Store with unusual name offers fresh take on vintage

JEWELL – In spite of its name, the newest retail store on Main Street in Jewell does not sell gravy.

Gravy Home Goods does offer for sale an eclectic mix of intriguing items, though, what co-owner Rachel Faga calls “a fun, fresh take on vintage. We lean toward mid-century modern and found objects. These are real artifacts.”

“We’re finding beauty in what has been around and been loved,” said her business partner, Joan Fairchild.

“We’re very good at scouring thrift stores. We brake for garage sales,” Fairchild said about where they get their stock. “We’re not for the uptight, by any means. We’re very relaxed. We are the details. We are the personality.”

The result is a store brimming with unusual offerings too numerous to catalogue, ranging from frames to funiture, afghans and jars, scales and scrabble pieces, a crystal chandelier hanging from a ten-foot tall stepladder and an iron bedstead. “We also have things that people haven’t quite discovered yet,” Fairchild – a former graphic artist who also ran a business, Old Lady Stucco, from her Jewell home – said with her frequent smile.

“We really like what’s earthy, urban industrial, the green earthy look,” notes Faga, a former graphic artist and interior designer who lives in Story City. “We want to cater to the 20s-30s young adult. It’s affordable, but it’s hip and fun. There’s excitement in finding and making it your own. We are the details. We are the personality.”

Indeed, the personality of Gravy Home Goods reflects the passion the two women have for how they do their new venture. The Main Street building where it’s located has a story of its own. In earlier days it has housed a harness shop and a millinary store, among other things, and was most recently home to the Jewell American Legion post before sitting unused for some time. Jewell Area Development Enterprise had purchased the building and rehabbed it, hoping to locate a business there.

Fairchild and her husband, Grant, who have lived in Jewell for two decades, started talking to JADE a year ago about purchasing the building for a business and a home in the second-floor apartment.
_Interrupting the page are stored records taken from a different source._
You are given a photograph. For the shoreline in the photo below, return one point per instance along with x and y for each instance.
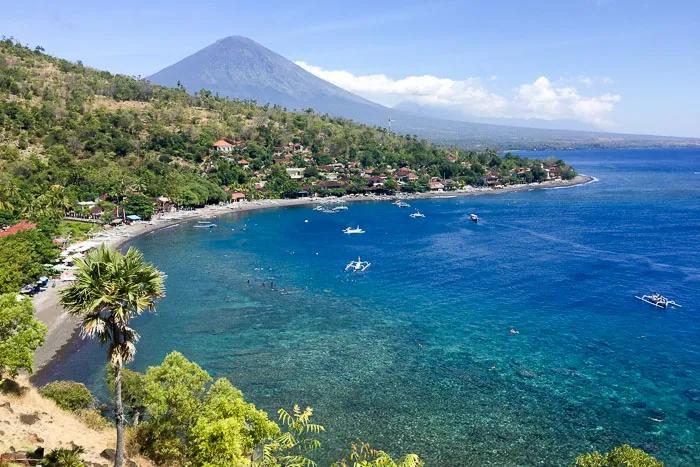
(63, 329)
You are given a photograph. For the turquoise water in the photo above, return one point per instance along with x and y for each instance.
(416, 353)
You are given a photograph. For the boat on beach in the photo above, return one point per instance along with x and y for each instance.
(350, 230)
(658, 300)
(358, 266)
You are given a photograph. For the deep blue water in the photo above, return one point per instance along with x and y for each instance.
(416, 354)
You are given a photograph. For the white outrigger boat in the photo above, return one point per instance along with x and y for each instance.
(357, 266)
(658, 301)
(205, 225)
(350, 230)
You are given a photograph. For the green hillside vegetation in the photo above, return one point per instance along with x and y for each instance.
(98, 134)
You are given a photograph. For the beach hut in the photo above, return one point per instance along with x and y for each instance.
(237, 197)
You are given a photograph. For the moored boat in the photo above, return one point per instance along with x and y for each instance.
(350, 230)
(358, 266)
(658, 300)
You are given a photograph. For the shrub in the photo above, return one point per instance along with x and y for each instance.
(64, 458)
(20, 334)
(621, 456)
(69, 395)
(93, 419)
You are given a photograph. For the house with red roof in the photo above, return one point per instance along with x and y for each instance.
(237, 197)
(21, 226)
(223, 146)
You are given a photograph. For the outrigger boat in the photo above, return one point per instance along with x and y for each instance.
(357, 266)
(350, 230)
(658, 301)
(205, 225)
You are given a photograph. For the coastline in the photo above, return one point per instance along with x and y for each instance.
(62, 329)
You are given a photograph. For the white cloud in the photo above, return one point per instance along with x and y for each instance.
(541, 99)
(469, 94)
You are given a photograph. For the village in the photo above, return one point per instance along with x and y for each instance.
(340, 177)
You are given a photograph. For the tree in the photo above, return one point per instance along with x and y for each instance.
(366, 456)
(20, 335)
(133, 392)
(621, 456)
(294, 443)
(109, 290)
(228, 428)
(173, 394)
(192, 420)
(69, 395)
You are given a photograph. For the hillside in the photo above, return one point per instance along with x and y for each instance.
(31, 420)
(71, 133)
(240, 68)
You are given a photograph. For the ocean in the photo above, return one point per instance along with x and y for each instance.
(416, 354)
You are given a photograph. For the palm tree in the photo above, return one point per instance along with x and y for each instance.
(109, 290)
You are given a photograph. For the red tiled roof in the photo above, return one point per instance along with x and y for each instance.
(18, 227)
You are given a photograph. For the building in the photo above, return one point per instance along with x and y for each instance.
(295, 173)
(21, 226)
(237, 197)
(223, 146)
(436, 185)
(492, 178)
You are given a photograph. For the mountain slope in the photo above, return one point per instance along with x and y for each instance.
(240, 68)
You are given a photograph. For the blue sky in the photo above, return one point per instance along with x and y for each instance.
(631, 66)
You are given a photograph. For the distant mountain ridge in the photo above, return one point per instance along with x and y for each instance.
(240, 68)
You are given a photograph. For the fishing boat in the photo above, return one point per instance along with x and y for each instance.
(658, 300)
(350, 230)
(357, 266)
JADE acquired the unused building several years ago and renovated it so it would be ready when the right opportunity came along. And, with renovations to the 1,100-square-foot living area on the second floor now nearly complete and the main floor store open for business, that’s just what’s happening.

The store is part of what Faga terms “a junk circuit” in several area counties that draws folks with similar tastes from a wider area via the highways and Interstate 35. Gravy Home Goods has been open about a month now.

“This feels good to us,” Faga muses about how the new venture is going by now. “People tell us they like our style, so that’s how we roll.”

And how did the store’s name come about? “We were trying to create a mood and kept going back to food, as the world often does,” answers Fairchild. “Gravy is something you put on top of something to make it better.” And so the name Gravy Home Goods was born.

Store hours are Fridays, 10 a.m. to 5 p.m., Saturdays 10 a.m. to 4 p.m., and Sundays 11 a.m. to 3 p.m.